Do G1 PR,
Com informações da RPC TV
Eles constroem pontes improvisadas que são facilmente levadas pela chuva.
Enchentes de março de 2011 devastaram comunidades da região.
Um ano e oito meses após as enchentes que devastaram áreas do litoral do Paraná, comunidades ainda aguardam a construção de pontes que foram destruídas com as chuvas. Os próprios moradores chegaram a reconstruir algumas, mas duas delas foram destruídas na semana passada após novo temporal.
Na sexta-feira (9), caíram duas pontes que ligavam as regiões de Santa Cruz e Morro Inglês, na zona rural de Paranaguá. O capitão do Corpo de Bombeiros que atendeu a ocorrência chegou a afirmar que é comum que essas pontes provisórias cedam com chuvas, já que foram fragilizadas desde as enchentes e março de 2011.
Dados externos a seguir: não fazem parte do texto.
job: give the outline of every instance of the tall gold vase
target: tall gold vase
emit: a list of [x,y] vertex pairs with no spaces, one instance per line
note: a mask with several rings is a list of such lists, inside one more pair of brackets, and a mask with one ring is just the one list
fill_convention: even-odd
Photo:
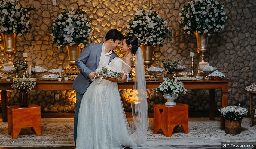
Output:
[[66,46],[68,55],[68,64],[71,66],[71,69],[73,70],[77,69],[75,61],[80,54],[81,45],[81,44],[75,44],[71,46],[69,44]]
[[8,55],[8,59],[4,64],[4,67],[14,67],[12,60],[12,55],[16,53],[16,34],[15,33],[4,34],[1,33],[4,42],[4,53]]
[[143,52],[146,74],[149,74],[149,73],[147,71],[147,70],[153,64],[152,57],[154,47],[151,46],[149,46],[148,44],[145,45],[142,44],[141,45],[140,47]]
[[208,47],[208,37],[207,33],[204,33],[202,36],[200,35],[200,34],[197,32],[194,32],[194,33],[196,38],[196,43],[197,47],[197,53],[200,54],[201,57],[201,59],[199,61],[199,63],[196,69],[197,72],[196,77],[197,78],[199,78],[199,76],[200,75],[205,76],[205,74],[201,70],[202,68],[209,65],[209,63],[205,59],[205,53],[209,50],[209,48]]

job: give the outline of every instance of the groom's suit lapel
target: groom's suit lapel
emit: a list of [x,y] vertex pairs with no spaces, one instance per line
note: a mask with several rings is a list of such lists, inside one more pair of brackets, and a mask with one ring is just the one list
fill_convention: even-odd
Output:
[[98,48],[97,49],[97,56],[96,58],[96,65],[97,68],[99,66],[99,64],[100,63],[100,56],[101,55],[101,51],[102,50],[102,46],[103,46],[103,43],[99,44]]

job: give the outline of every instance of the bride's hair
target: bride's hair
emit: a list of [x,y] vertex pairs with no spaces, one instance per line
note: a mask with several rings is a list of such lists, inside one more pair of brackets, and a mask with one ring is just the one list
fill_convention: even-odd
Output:
[[126,39],[125,42],[127,45],[132,45],[132,53],[134,55],[139,48],[139,41],[138,38],[134,36],[127,36],[124,37],[124,39]]

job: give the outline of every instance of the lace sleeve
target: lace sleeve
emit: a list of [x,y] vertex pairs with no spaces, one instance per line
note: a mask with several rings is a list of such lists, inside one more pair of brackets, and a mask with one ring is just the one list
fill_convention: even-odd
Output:
[[124,74],[127,76],[126,81],[128,82],[129,79],[129,75],[130,72],[131,71],[131,66],[127,64],[124,61],[122,61],[123,64],[122,65],[122,70],[120,71],[120,73],[123,73]]

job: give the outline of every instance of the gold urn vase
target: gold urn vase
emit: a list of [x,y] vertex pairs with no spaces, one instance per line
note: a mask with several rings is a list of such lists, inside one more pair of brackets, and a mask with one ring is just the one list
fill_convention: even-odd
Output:
[[197,78],[199,78],[199,76],[200,75],[205,76],[205,74],[201,70],[202,68],[209,65],[209,63],[205,59],[205,53],[209,50],[208,47],[208,39],[207,33],[204,33],[202,36],[200,35],[200,33],[197,32],[194,32],[194,33],[196,38],[196,43],[197,47],[197,53],[200,54],[201,57],[201,59],[199,61],[199,63],[196,69],[197,72],[196,77]]
[[68,64],[71,66],[71,69],[73,70],[77,69],[75,61],[80,54],[81,45],[81,44],[76,43],[72,46],[69,44],[66,46],[68,55]]
[[16,44],[16,34],[15,33],[4,34],[1,33],[4,46],[4,53],[8,55],[8,60],[4,64],[4,67],[13,67],[12,60],[12,55],[16,53],[15,47]]
[[153,64],[152,57],[154,47],[151,46],[149,46],[148,44],[145,45],[142,44],[141,45],[140,47],[143,52],[145,74],[148,75],[149,74],[147,71],[147,70]]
Para reconstruir as pontes, os moradores utilizam pedras, postes, sacos de areia, trilhos de trem, tábuas e troncos de árvore. “Na hora que a gente vê que não dá mesmo, tem que pôr a cara, trabalhar sábado e domingo, até a gente refazer alguma ponte”, afirma o agricultor Marcelo Oliveira. Os moradores, contudo, esperam uma solução definitiva das autoridades. “Todo mundo já veio, visitou a gente. Obra, por enquanto, estamos na expectativa”, reclama o morador Walmir Gonçalves.
De acordo com o secretário de obras de Paranaguá, Paulo Nascimento Junior, a responsabilidade de reconstruir as pontes é do Governo Estadual. “Estamos há um ano e oito meses aguardando que o governo do estado dê início a obras de reconstrução dessas pontes”, disse. A Secretaria Estadual de Infraestrutura respondeu que irá construir 21 pontes no litoral do estado, mas que a licitação para contratar as empresas ainda está em andamento.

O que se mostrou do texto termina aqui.